Não há, nem nunca houve, ao longo de muitos séculos, um território tão disputado pelos peregrinos no mundo cristão, na Semana Santa, como o de Jerusalém. Ali, entre numerosas sugestões turísticas, passando por Santiago de Compostela, perto da Cidade Velha de Jerusalém, centro e teatro do mundo, será visto o mais rico acervo histórico, preservado, sob rigorosa vigilância, inclusive contra atentados de qualquer natureza: o tesouro do Terra Sancta Museum. Um Museu soberbamente concebido e edificado, altamente representativo do Cristianismo, único, composto de peças, a começar, da época do Senhor Salvador Mundo, perto do Jardim de Getsêmani, o local da grande dor, do sofrimento propiciatório e voluntário, que teve papel importante na história e foi cenário de acontecimentos narrados na Bíblia.
Baseio-me no que tenho em mãos, o precioso catálogo de uma exposição desse Museu, editado pela poderosa Fundação Calouste Gulbenkin (Lisboa/2024).

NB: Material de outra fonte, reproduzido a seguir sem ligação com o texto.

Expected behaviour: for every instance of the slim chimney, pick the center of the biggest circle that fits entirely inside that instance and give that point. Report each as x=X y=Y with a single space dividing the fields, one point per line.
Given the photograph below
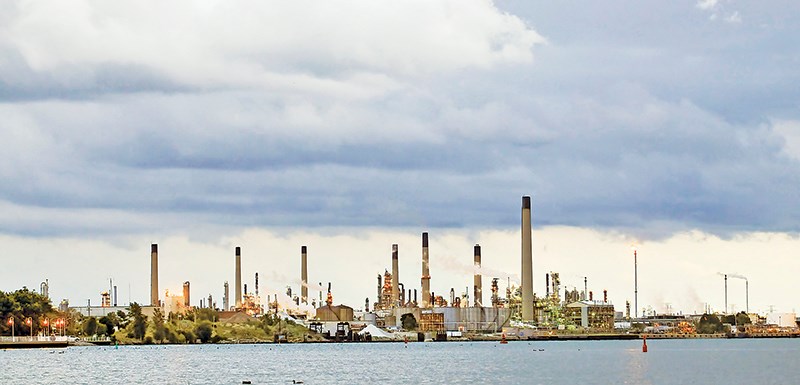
x=478 y=289
x=226 y=298
x=726 y=294
x=304 y=275
x=154 y=275
x=547 y=284
x=186 y=294
x=238 y=288
x=426 y=274
x=395 y=278
x=527 y=261
x=380 y=286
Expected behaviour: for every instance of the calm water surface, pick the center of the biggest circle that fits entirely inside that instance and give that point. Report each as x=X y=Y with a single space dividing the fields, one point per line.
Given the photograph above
x=773 y=361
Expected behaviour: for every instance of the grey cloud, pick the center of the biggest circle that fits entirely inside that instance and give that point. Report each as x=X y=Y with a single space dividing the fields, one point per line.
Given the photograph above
x=649 y=122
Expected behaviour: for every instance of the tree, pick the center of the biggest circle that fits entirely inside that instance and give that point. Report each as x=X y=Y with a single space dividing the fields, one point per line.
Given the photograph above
x=408 y=321
x=109 y=322
x=743 y=319
x=139 y=321
x=203 y=330
x=206 y=314
x=90 y=326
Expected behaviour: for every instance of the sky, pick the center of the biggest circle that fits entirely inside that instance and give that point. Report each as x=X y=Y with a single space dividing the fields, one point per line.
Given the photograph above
x=351 y=126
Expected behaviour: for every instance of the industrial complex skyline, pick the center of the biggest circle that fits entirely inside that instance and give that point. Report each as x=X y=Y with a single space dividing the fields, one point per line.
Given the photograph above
x=350 y=128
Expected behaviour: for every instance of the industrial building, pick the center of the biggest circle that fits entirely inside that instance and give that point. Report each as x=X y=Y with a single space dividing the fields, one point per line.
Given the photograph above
x=590 y=314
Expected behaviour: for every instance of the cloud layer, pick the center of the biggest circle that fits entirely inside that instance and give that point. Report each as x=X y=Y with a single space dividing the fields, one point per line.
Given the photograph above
x=429 y=113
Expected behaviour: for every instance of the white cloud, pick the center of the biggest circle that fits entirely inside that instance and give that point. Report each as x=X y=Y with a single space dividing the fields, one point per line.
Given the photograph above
x=734 y=17
x=789 y=131
x=706 y=4
x=680 y=270
x=250 y=43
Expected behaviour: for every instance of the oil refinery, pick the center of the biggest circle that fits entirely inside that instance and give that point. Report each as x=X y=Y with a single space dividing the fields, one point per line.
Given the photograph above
x=397 y=305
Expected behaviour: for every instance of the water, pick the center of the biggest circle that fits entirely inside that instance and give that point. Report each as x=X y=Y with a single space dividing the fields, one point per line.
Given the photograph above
x=698 y=361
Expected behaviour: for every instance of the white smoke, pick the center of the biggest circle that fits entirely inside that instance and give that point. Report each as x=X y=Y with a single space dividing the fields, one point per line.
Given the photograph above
x=452 y=264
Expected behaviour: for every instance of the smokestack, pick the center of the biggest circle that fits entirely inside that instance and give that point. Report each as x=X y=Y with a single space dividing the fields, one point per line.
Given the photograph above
x=746 y=297
x=154 y=274
x=726 y=293
x=426 y=274
x=226 y=301
x=186 y=294
x=527 y=261
x=547 y=285
x=380 y=286
x=304 y=274
x=585 y=288
x=238 y=288
x=478 y=289
x=395 y=278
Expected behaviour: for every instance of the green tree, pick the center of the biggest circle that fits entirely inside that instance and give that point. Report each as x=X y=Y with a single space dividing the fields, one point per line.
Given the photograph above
x=742 y=319
x=203 y=330
x=139 y=321
x=408 y=321
x=90 y=326
x=206 y=314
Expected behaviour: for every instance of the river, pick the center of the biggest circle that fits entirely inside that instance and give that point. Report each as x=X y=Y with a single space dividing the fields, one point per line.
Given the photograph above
x=695 y=361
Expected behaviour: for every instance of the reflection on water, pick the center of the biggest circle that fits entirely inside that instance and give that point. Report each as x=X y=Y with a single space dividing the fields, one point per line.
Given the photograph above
x=569 y=362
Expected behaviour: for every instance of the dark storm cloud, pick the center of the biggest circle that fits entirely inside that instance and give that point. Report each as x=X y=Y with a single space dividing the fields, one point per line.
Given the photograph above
x=651 y=118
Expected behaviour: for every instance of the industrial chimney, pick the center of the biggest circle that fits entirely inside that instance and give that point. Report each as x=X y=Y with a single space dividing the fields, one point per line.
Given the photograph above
x=478 y=290
x=726 y=294
x=304 y=275
x=186 y=294
x=154 y=275
x=395 y=278
x=426 y=274
x=527 y=261
x=238 y=288
x=226 y=298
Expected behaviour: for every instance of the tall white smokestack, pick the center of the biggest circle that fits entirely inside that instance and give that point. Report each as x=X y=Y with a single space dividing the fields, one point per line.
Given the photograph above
x=395 y=278
x=527 y=261
x=304 y=274
x=426 y=274
x=154 y=275
x=238 y=289
x=478 y=290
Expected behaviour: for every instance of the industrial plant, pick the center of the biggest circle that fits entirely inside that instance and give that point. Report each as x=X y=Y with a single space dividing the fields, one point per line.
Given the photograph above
x=399 y=306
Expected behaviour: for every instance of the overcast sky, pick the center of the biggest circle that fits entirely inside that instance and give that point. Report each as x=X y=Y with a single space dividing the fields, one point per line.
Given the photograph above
x=201 y=125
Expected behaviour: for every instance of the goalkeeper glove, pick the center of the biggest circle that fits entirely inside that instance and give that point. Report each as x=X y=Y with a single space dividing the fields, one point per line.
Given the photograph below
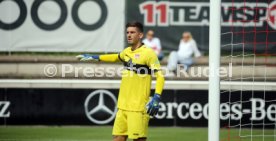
x=153 y=105
x=87 y=57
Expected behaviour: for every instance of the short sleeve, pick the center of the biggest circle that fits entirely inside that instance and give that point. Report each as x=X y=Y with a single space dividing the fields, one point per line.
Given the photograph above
x=153 y=62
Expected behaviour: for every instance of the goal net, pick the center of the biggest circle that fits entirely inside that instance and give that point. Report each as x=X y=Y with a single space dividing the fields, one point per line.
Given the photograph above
x=248 y=47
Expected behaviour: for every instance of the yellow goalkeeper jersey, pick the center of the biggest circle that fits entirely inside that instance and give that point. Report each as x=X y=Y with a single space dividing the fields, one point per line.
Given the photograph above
x=136 y=77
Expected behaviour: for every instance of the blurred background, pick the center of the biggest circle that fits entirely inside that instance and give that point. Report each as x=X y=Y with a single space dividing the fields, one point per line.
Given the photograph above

Não é só um catálogo, não diz tudo o que Museu guarda: è uma obra-prima de edição gráfica, capa dura, feito por grandes iniciados na pesquisa histórica. Para uma peregrinação, nesta hora, infelizmente, não se recomenda. O noticiário internacional nos diz que não há peregrinação onde não existe Paz.
A documentação do catálogo é composta de presentes de reis católicos da Europa: Espanha, França, Portugal, Sacro Império Romano-Germanico, Reino de Nápoles, além de objetos dos primeiros tempos do Cristianismo. Peças sem equivalentes em qualquer lugar. É o caso de numerosas lâmpadas em ouro, uma delas, a oferecida por Dom Joao V, de Portugal, que pôde escapar às devastações do terremoto de 1755. Vejo um frontal de altar, dotado de profundidade de campo, marcadamente escultórico, realizado em Nápoles (1731); a Santa Cruz de Constantinopla; um relicário em ouro, em forma de cruz, adornado com safiras e diamantes; um tríptico de beleza imponente da apresentação do Menino no Templo; candelabros em esmalte, com detalhe para técnica e o conhecimento de esmaltadores limusinos; importantes conjuntos de peças de ourivesaria com decoração complexa de filigrana, mostram prodigioso exemplo de sincretismo cultural; uma bacia dourada de lava-pés; conjuntos de ricos paramentos que evocam episódios da paixão; vários píxides de extrema beleza; um impressionante báculo pastoral de prata dourada, ornado com gemas engastadas e flores-de-lis. O conjunto de documentos, manuscritos valiosos, mapas, um belo Livro de Horas (Roma, 1410), para mim, um tesouro dentro de outro tesouro, com letras capitulares quase iguais (ou da mesma escola e estilo) às de um Missal, que fotografei, inteiro, na biblioteca (fechadíssima) do Seminário Maior de Olinda. (A biblioteca do Padre Antônio Vieira, do bispo Azevedo Coutinho, de Frei Caneca). Uma relíquia, no gênero, as suas iluminuras, talvez único no Brasil. (Salvo milagrosamente durante a fúria destruidora dos invasores holandeses em Olinda e Recife). Letras capitulares, as do Livro de Horas, feitas pelo mestre iluminador Bedford, que viveu em Paris durante o século XV. Tem mais: como o bloco monolítico que representa o Santo Sepulcro. Tudo nesse Museu é um tesouro.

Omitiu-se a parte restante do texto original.